I am not sure, but I think I also sobbed, "Pray for me."

Greg said nothing, only gazing straight ahead with that same middle-distance stare. I turned my teary face towards him as though to bury it in his chest. That was when he made his only attempt to acknowledge my physical presence, moving his right arm to put it around me ... but it went through me, and my head felt itself go right through where his chest had been, touching only the back of the diner booth.

I started to wake up—reluctantly making myself awaken, as I feared that otherwise I would forget both the dream and my promise to pray. Already, I was thinking how strange the dream was and how I wanted to share it with readers. The thought occurred to me, while I was still between sleep and waking, of how I would answer someone who wanted to know why a soul who had been dead four years would still be in purgatory. The answer came to my mind that Greg had been Catholic—that is, baptized into the faith as a baby—and had failed to receive the final sacraments. I had no way of actually knowing that he had been baptized—and, indeed, still do not.

The sound of Greg's voice was still fresh in my ears when I got out of bed. I can't remember it anymore now, hours later, but when it had come to me in the dream, it sounded exactly as I had remembered it in life, only with that unearthly calm.

His reciting the last verse of 1 Corinthians 12 was quite meaningful, I realized. The "more excellent way" is charity, which is the most important theological virtue for the obtaining of one's eternal salvation. That Greg knew of its importance suggested he was close to his goal.

The thing he said of heaven—"I've seen it. Once."—haunted me. Searching online to see if those in purgatory do glimpse heaven, I was struck by the prayer for the third day of the old Breviary's All Souls Guild Novena:

During the long captivity of the Jews in Babylon, God's people, sitting on the shores of the Euphrates, moaned and cried in remembering Sion. So the Souls in Purgatory, plaintive and doleful, long for the joys of the heavenly mansion. They have had a glimpse of its glory and happiness, but because they were too much attached to earthly pleasures, they will be deprived, perhaps for a long time, of the celestial joys.
"I've seen it. Once." The words echoed in my mind. I realized then why Greg had not answered my "are you in heaven" question with a simple "no." How painful it must have been for him to be asked if he were there, when he not only knew he was not there, but had seen it and perceived what he was awaiting.

At church after Mass yesterday afternoon, I started the All Souls Guild Novena. It will finish on New Year's Day—the Solemnity of Mary, Mother of God.

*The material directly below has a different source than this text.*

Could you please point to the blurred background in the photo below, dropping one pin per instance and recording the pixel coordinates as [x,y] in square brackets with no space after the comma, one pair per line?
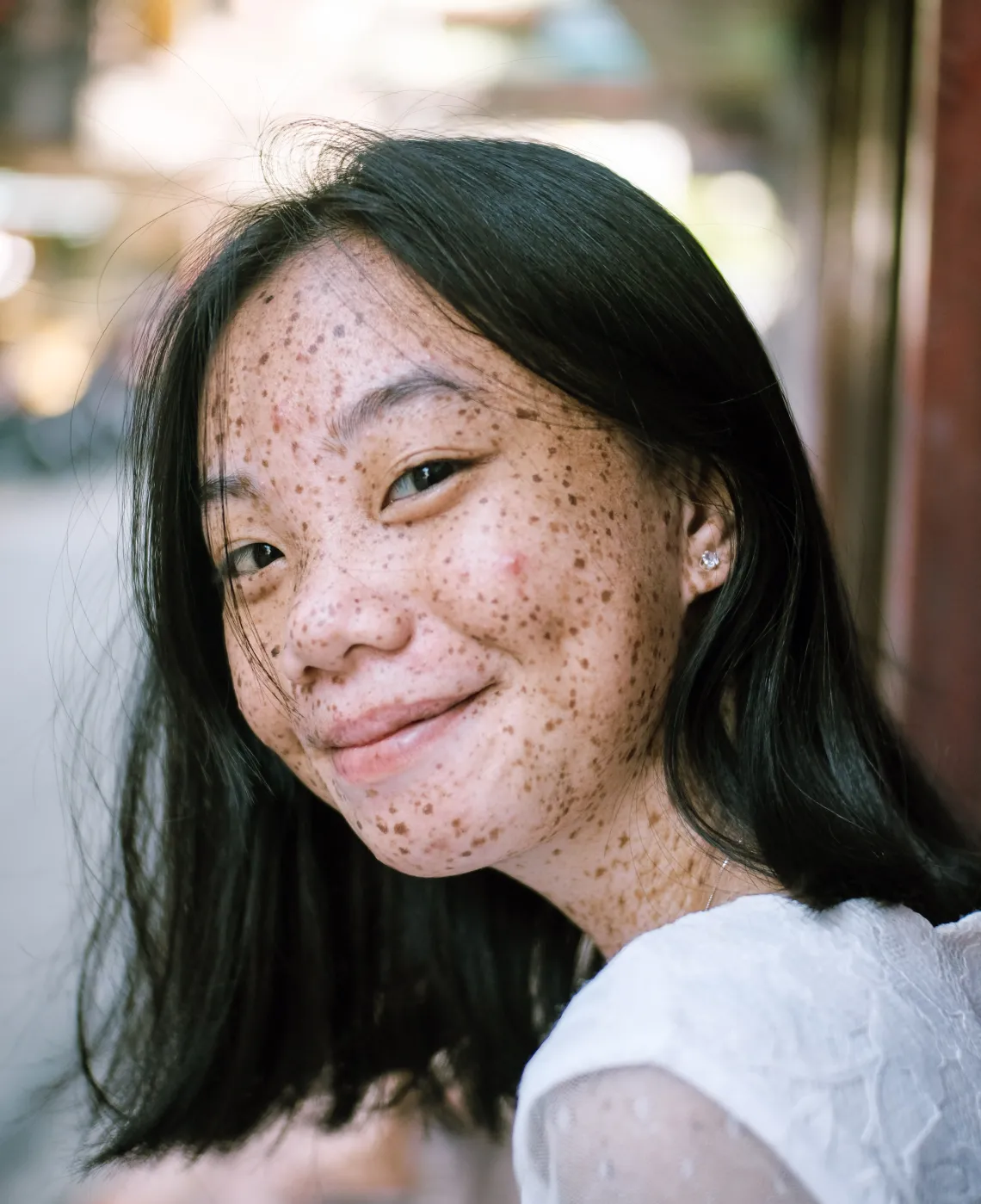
[827,153]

As it happens, and this too I only discovered yesterday, according to Church tradition, Christmas and Marian solemnities are the days when Our Lady delivers more souls from purgatory than on other days of the year. A 19th-century volume called The Glories of the Catholic Church, archived on Google Books, says,
St. Denis, the Carthusian, assures us that the like occurs at the feasts of Christmas and Easter; that on these solemnities Mary, accompanied with several legions of angels, descends into purgatory and delivers numbers of souls. Novarin declares that this takes place also on all the festivals of the blessed Virgin.
Shortly after waking from the dream, I wrote to someone who had been close to Greg, mentioning the dream and that I had the sense Greg had been baptized Catholic and had died without the sacraments. The person wrote back saying simply what I had known all along—that Greg was an atheist—and making no mention of baptism.

Given his Scotch-Irish last name and his having been born during the Golden Age of 20th-century American Catholicism, I suspect Greg probably was indeed baptized into the Faith. Being an atheist (or, rather, I think, an occultist), the graces he received in baptism may well be what enabled his entrance into purgatory, assuming he is in fact there. In any case, I wrote back to his loved one, saying I made a promise to pray—even if it was made only to my subconscious self—and I intend to keep that promise.

The saints say that the holy souls in purgatory long, painfully, to see what you and I can see every day in the Mass. Think of that this Christmas, and pray for their union with God. One day, God willing, someone will do the same for you and me. Merry Christmas, and may God bless you.